Pria itu menelan ludah. Kepalanya mulai menunduk saat Respati terbahak-bahak. Aku yakin, politisi itu baru sadar sudah salah menilai orang. Harga dirinya makin jatuh saat Respati bertepuk tangan seperti sedang melihat badut.

"Selera humor anda sangat bagus, Pak. Saya sangat terhibur. Ada lelucon lain yang bisa saya dengar?"

Si Pare diam sejenak. Saling menoleh dengan pria muda di sebelahnya.

"Pak Respati, Griya Cipta Kontruksi itu baru seumur jagung. Lebih baik cari partner lain. Perusahaan kami misalnya. Kami sering mengerjakan proyek-proyek nasional, dan semuanya—

"Mangkrak," potong Respati cepat.

Dua orang itu tak sanggup bicara saat Respati mulai menyebut semua proyek yang melibatkan Partai Tiga Arah. Semuanya memang mangkrak. Duitnya disunat habis-habisan saat proyek masih rencana di atas kertas.
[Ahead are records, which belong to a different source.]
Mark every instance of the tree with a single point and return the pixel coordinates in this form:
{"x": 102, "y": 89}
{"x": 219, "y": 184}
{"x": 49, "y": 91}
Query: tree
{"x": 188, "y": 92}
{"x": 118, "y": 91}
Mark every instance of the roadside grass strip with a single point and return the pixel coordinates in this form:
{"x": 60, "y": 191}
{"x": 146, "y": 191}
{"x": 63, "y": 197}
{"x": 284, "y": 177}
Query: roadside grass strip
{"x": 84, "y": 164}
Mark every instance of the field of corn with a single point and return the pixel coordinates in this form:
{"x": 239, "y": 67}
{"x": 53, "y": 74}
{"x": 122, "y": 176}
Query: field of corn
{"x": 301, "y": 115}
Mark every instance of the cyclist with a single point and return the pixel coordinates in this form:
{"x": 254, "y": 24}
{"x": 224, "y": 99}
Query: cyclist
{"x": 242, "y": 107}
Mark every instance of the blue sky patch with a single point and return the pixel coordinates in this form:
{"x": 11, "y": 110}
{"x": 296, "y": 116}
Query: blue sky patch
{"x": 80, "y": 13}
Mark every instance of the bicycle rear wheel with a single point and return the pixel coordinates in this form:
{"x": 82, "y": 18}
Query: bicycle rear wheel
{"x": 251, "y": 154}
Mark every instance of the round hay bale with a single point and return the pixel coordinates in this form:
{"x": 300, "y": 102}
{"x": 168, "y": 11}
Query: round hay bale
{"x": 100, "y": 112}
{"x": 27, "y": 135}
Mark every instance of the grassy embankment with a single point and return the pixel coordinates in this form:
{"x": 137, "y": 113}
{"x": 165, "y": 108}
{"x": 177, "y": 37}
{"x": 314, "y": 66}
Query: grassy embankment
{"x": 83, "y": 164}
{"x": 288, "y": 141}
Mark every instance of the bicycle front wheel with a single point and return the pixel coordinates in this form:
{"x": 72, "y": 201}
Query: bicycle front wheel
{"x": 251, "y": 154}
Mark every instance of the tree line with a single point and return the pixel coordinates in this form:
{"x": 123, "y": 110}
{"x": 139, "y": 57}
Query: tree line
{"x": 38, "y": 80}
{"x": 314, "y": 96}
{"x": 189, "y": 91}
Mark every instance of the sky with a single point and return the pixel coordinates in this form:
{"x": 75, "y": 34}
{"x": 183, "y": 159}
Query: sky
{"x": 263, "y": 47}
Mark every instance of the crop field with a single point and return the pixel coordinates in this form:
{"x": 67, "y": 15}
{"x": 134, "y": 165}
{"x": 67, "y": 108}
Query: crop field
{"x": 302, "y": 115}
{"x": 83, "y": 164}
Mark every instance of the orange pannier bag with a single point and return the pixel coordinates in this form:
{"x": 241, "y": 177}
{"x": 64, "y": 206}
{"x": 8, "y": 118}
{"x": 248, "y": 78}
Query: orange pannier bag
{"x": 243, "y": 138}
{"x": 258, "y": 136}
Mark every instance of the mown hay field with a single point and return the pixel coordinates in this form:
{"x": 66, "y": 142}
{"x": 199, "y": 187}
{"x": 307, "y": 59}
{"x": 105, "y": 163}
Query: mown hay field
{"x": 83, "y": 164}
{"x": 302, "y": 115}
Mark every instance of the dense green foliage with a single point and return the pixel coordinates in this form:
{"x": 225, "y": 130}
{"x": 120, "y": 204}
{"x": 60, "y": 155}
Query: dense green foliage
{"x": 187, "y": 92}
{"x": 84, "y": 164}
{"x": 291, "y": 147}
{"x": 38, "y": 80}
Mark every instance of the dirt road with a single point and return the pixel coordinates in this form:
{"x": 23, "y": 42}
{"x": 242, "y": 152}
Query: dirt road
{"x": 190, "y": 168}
Mereka hanya terdiam saat Respati dengan santainya menyulut rokok.

"Anda menawarkan perusahaan bongkar pasang yang tak punya record apapun selain proyek gagal?" Sekali lagi dia tertawa sampai mengusap air matanya. "Silahkan nikmati makanannya. Saya tinggal dulu. Ada bisnis betulan dengan tamu lain."

Walau pantas menerimanya, hinaan Respati keterlaluan. Pria itu bahkan menterjemahkan pembicaraan tadi ke para tamu dari negeri lain. Ada konsulat dari Thailand, Australia, Malaysia, dan beberapa tamu dari Eropa. Mereka cekikikan sambil melirik orang-orang berpakaian pink.

Jelas saja, partai itu murka dan serempak kepalkan tangannya.

"Anda melukai demokrasi, Respati! Anda pengkhianat bangsa!"

"Kamu menantang perang, Respati?"

"Inikah sopan santunmu pada tamu undangan?"

Respati tersenyum kalem. Dia balik badan dan agak dramatis rentangkan tangan. Berlagak seperti nabi di hadapan para pendosa.

"Yang undang kalian siapa?"

Mereka langsung pulang setelah membungkus menu prasmanan.